Müzik okulu projesi vardı düşüncesinde. Çalıştı, çabaladı. Benim de ufak müdahalelerimle görüşmeler yaptı. Mümkün olmadı, tekrar uzak, yabancı ve sürgünlük yıllarının öbür topraklarına döndü.
Ve bu gerçekleşememiş arzusunun içinde göğe eren kor haliyle hep sanatın ve sanatçının sahipsizliğinden söz ettiği dili döndükçe! Ve bu sebeple Mehmet Aslan çok doğru olarak "Siwarê Hêstan" benzetmesini Beytocan'a yapıyor bir yazısında.
Bir süredir hastaydı. Ağır ameliyatlar geçirdi. Buna rağmen direncini hiç kaybetmedi. Doktorlar "artık yapacak bir şey kalmadı" deyince eve çıkmıştı.
Yakın günlerdeki son telefon görüşmemizde, tıpkı Mehmed Uzun'un dönüş kararı gibi Diyarbakır'a gelmek istediğini söylemişti. "Gel", elimizden geleni yaparız demiştim. Mümkün olmadı, gelemedi.

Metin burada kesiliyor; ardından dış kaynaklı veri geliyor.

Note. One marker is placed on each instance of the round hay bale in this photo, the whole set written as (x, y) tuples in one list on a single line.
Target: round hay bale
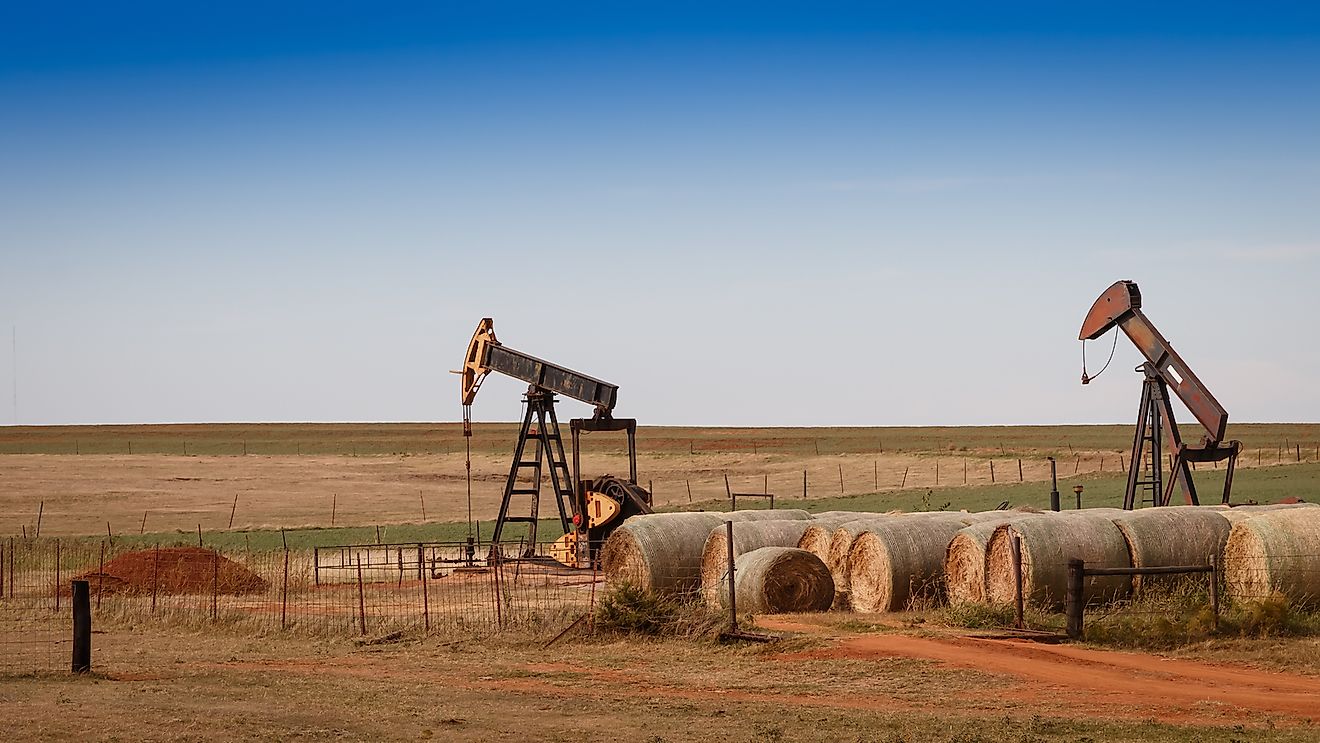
[(661, 552), (1048, 543), (1275, 553), (890, 564), (775, 580), (1244, 512), (965, 560), (1172, 535), (816, 539), (836, 553), (747, 537), (841, 541)]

Kahrolası zalim felek bizi uzaklaştırmıştı. O gelemedi. Ben ise yurt dışı yasağı nedeniyle epeydir çıkamıyordum.
Belki de bu nedenle Beytocan olmuştu, bu kadar dile getirdiğimiz nedenle. "Zemzem suyunu, kewser şarabını bile artık içmem. Kürt kanıyla sarhoş olan sultanlar hüküm sürdükçe" diyor, demeye getiriyordu.
Galiba Beyto çok haklı. Kan döküldükçe, yine Beyto'nun dediği gibi:
"zeman xirab însan bêbext, pir bêbext
Me difroşin êdî bes e, nema wext...****"
Bestelediği ve söylediği hemen her şarkıda memleket vardı. Onun için "Dîyarbekir mala min…" derdi. Ama eminim, içi ezilerek uzak ve soğuk sürgün topraklarında defnedilmeyi vasiyet etti. Çünkü biliyordu ki onun gibi bir sürgün, Nureddin Zaza'nın yıllar önce söylediği gibi her zaman yalnızdı...

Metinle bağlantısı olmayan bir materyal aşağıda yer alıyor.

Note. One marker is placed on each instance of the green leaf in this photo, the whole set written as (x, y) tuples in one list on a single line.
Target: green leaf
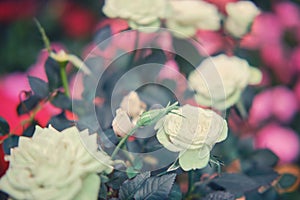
[(38, 86), (117, 179), (4, 127), (53, 74), (28, 105), (130, 187), (287, 180), (156, 187), (175, 193), (60, 100), (9, 143)]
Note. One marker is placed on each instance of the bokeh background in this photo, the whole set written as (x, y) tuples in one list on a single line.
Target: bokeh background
[(273, 45)]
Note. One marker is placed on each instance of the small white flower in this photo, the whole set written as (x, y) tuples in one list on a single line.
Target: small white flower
[(240, 17), (122, 124), (62, 56), (54, 165), (138, 13), (219, 81), (189, 15), (192, 132)]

Ruhu şad olsun, Beytocan'ım, güzel arkadaşım.
(ŞD/EMK)
*"Sen bahçesiz bir gül gibisin"
**"Sordum, şeyh dedi ki, umarım güllerin tepesine çıkarsın."
***"Ben Beytocan'ım, canın yok Çok acı, kader sessizdir Kalp secde ediyor, ne durumda evimiz Artık ne yapalım yarım..."
**** Artık yeter
**** "Zaman zalim, insanlar şanssız, Çokça acı çektik, artık zaman yok..."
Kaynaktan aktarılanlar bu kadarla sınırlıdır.